Philip sintió una punzada de culpabilidad y se pasó una mano por el pelo.
– Maldita sea. He estado tan preocupado con mis propios asuntos esta noche que había olvidado completamente preguntarte por Edward. ¿Cómo está de ánimos? -Tampoco añadió que esa misma mañana había enviado una nota a su contable para que abriera una cuenta bancaria a nombre de Edward.
– Deprimido. Me dijo que pensaba volver al museo mañana.
– Eso está bien. Concentrarse en alguna otra cosa que no sea Mary sin duda le ayudará.
– Estoy de acuerdo. Parece que está de luto por su esposa, pero es difícil saber exactamente cómo se siente. No es un hombre del que puedas descubrir fácilmente lo que le pasa por dentro. -Al sentir el peso de la mirada de Andrew, Philip alzó la vista del tablero y vio que su amigo le estaba mirando fijamente-. Al contrario de lo que pasa con otras personas.
– ¿Qué quieres decir? -preguntó Philip arqueando las cejas.
Andrew se echó hacia delante y bajó la voz.
– Quiero decir que tú eres tan fácil de leer como un libro abierto, amigo mío.
– No sé de qué me estás hablando -dijo Philip poniéndose rígido.
– Por supuesto que lo sabes. Me refiero a «ella» -replicó ladeando la cabeza hacia el otro extremo de la habitación-. Ese breve intercambio de palabras entre vosotros ha sido bastante expresivo. Sin mencionar el hecho de que la has estado mirando toda la noche como si ella fuera un oasis y tú te estuvieras muriendo de sed.
Por todos los demonios, ¿realmente había sido tan obvio? ¿Y desde cuándo Andrew se había convertido en un observador tan entusiasta del comportamiento humano?

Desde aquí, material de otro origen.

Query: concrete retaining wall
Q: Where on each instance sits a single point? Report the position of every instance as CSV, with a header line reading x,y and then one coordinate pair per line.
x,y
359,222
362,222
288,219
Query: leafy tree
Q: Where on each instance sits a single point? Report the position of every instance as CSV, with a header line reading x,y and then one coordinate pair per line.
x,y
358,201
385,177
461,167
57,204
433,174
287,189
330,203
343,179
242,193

La mirada de Andrew se fijó en las dos mujeres que estaban en la otra esquina, y luego se posó en Philip con una expresión inescrutable.

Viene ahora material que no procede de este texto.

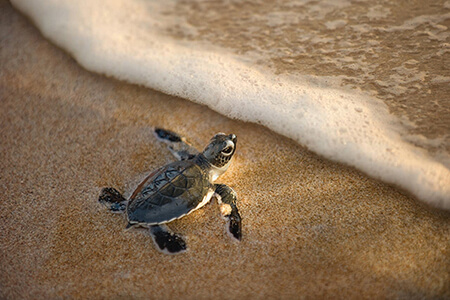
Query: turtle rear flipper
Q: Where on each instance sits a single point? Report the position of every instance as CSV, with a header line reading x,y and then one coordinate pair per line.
x,y
112,199
177,144
166,241
227,200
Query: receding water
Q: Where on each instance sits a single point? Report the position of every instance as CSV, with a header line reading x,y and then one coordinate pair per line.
x,y
366,83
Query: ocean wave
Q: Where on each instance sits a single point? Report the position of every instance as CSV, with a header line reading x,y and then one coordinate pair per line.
x,y
126,39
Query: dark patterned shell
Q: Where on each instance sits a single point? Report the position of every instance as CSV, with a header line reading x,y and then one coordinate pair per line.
x,y
168,193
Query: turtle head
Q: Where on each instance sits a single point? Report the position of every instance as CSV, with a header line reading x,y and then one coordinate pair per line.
x,y
219,152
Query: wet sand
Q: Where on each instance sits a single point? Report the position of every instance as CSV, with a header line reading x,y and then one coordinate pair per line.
x,y
311,228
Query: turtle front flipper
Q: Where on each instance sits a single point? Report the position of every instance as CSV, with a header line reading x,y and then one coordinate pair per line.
x,y
166,241
113,199
227,200
177,144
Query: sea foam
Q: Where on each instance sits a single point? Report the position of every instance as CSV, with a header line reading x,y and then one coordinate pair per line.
x,y
123,39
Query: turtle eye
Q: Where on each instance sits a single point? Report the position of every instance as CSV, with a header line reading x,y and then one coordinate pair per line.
x,y
227,150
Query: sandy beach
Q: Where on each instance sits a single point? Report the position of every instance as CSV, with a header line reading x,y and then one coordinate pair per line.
x,y
311,228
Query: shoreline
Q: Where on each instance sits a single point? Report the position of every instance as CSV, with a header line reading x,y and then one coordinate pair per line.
x,y
311,228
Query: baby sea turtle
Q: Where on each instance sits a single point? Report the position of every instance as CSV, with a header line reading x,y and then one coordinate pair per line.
x,y
179,188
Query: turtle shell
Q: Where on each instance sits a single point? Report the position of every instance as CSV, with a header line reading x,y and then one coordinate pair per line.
x,y
169,193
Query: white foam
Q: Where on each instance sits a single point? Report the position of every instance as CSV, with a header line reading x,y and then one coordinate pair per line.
x,y
122,39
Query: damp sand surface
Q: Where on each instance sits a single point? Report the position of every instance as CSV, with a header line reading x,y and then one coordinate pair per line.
x,y
311,228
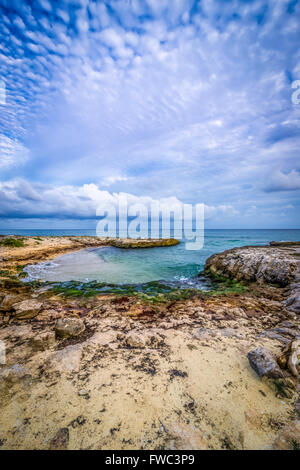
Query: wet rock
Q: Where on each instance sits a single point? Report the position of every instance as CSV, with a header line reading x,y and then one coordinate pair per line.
x,y
289,437
43,341
60,440
8,301
26,309
231,333
9,376
67,359
261,264
264,363
186,437
68,327
204,333
140,341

– Es muy fácil darse cuenta de la atracción.
Para su sorpresa, todos los nervios de Philip se pusieron tensos. Forzando un tono de voz suave, dijo:
– Es hermosa, ¿verdad?
– En realidad, no creo que «hermosa» la defina en absoluto. Es distinguida. Diferente. Llamativa. Pero no hermosa.

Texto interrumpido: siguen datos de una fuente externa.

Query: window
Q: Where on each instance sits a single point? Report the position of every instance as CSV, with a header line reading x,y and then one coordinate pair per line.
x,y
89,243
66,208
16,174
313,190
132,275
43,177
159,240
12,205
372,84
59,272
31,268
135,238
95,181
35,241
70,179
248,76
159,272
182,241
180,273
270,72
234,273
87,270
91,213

– ¿Seguro? No me había dado cuenta.
– Ya lo veo. Entonces tampoco te habrás fijado en ninguno de sus demás atributos.
– ¿Como, por ejemplo?
– Como el ribete azul oscuro que rodea sus iris acuosos, haciendo que sus ojos parezcan el fondo de un profundo lago. O la manera en que su pálida piel se sonrosa cuando se anima por algo, o lo increíblemente brillante que es su cabello oscuro. ¿Cómo de largo supones que es su pelo? Yo imagino que debe de llegarle al menos hasta la cintura. -Le lanzó una profunda mirada-. No hay nada como una mujer bien torneada con el pelo muy, muy largo. Pero supongo que no te habrás fijado tampoco en que es una mujer bien torneada.
Philip abandonó cualquier pretensión de estudiar el tablero de ajedrez. Un inesperado e ingrato acceso de celos empezó a crecer en su interior, junto con una razonable dosis de enfado.
– Ya hemos vuelto a la civilización, Andrew. Esa no me parece la manera más adecuada de describir a una dama.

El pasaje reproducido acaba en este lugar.